E a culpa é do Estado, representado pelo Congresso Nacional e Poder Executivo, que teimam em não prover a Segurança Pública nacional dos rudimentos de sobrevivência e de trabalho. Os resultados negativos estão aí em nossas caras. A bandidagem desrespeitando a sociedade trabalhadora, o problema social de contrastes brasileiro grave, cujo governo só desperta quando eclode, por exemplo, um “Complexo do Alemão”.

Por outro lado, já está na hora de ajustarmos com equidade a nossa Constituição. A República Federativa Brasileira não pode continuar sendo regulada por critérios estaduais diferenciados. O país é um todo. Tem uma só língua. Deveria ter uma só lei de efeito social para todos.

Não é razoável que o brasileiro de qualquer rincão, por exemplo, pague preço diferenciado para tirar uma carteira de motorista. Assim, por que o valor salarial de um policial do Distrito Federal não pode ser igual aos demais da federação brasileira? Isso tem que ser revisto com mais seriedade.

Quanto se continua gastando inutilmente com a máquina pública brasileira? A dívida interna nacional oscila hoje em torno de 1,600 trilhão. Igualmente, quanto se gasta para manter o Congresso Nacional, as despesas do Planalto etc.?

Agora, vir tergiversar que o reajuste dos policiais pode comprometer o orçamento estadual, guardadas as devidas proporções, é como negar alimento para sua própria família. Ademais, a falta de uma política pública de segurança competente para todos é um dos grandes problemas de nossa sociedade. Sem segurança a sociedade não pode trabalhar, estudar etc.

Então, não se compreende essa politicagem barata de não querer atender às justas reivindicações policiais, respaldadas hoje na PEC 300, que já foi aprovada em primeiro turno na Câmara Federal.
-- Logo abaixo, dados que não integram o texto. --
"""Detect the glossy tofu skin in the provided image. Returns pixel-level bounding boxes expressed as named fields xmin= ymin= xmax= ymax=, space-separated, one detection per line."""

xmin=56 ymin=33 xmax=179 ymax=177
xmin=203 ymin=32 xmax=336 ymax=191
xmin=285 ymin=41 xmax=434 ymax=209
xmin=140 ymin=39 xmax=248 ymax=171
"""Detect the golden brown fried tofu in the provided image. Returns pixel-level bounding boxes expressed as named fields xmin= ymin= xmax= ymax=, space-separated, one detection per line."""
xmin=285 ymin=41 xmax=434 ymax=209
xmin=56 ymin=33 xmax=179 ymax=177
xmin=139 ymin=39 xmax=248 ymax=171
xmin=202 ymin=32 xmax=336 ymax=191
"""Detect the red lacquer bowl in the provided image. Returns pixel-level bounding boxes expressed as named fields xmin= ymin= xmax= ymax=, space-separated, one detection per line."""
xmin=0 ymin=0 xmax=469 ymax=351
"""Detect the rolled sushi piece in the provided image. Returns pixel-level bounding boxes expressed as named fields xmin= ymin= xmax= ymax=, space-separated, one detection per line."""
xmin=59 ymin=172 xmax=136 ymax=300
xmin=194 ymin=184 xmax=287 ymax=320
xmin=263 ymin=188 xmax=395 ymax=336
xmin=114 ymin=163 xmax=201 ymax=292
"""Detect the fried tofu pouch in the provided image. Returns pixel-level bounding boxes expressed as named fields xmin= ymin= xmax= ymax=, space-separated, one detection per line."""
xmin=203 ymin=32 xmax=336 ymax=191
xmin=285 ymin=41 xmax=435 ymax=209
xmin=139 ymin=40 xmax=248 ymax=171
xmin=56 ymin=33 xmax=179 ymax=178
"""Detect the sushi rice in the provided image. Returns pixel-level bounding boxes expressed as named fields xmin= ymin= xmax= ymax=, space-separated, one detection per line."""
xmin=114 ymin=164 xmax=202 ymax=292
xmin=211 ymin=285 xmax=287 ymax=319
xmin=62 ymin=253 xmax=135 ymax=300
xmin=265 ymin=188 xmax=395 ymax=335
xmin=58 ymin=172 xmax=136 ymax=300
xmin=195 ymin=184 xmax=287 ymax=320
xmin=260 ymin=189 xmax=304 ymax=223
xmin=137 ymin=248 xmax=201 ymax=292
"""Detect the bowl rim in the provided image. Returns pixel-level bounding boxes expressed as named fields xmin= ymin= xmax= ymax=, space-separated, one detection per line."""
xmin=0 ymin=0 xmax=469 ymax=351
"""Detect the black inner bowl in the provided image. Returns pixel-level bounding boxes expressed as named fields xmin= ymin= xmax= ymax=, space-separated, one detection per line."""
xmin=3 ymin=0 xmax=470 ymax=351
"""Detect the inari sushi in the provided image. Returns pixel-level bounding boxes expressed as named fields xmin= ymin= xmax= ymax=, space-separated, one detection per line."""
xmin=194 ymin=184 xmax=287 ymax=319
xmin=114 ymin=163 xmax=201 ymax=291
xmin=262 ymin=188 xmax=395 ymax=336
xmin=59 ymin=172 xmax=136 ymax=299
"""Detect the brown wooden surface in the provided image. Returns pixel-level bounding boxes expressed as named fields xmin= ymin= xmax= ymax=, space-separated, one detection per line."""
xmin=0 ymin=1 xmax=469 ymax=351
Assim, cheira jogo sujo do governo, como manobra para satisfazer os governantes eleitos, pretender agora comissão especial para segurança pública, quase seis meses depois da votação da PEC 300 em primeiro turno do plenário. Consequência: representantes da categoria sinalizam paralisação geral da polícia no dia da posse da presidente eleita, Dilma Rousseff.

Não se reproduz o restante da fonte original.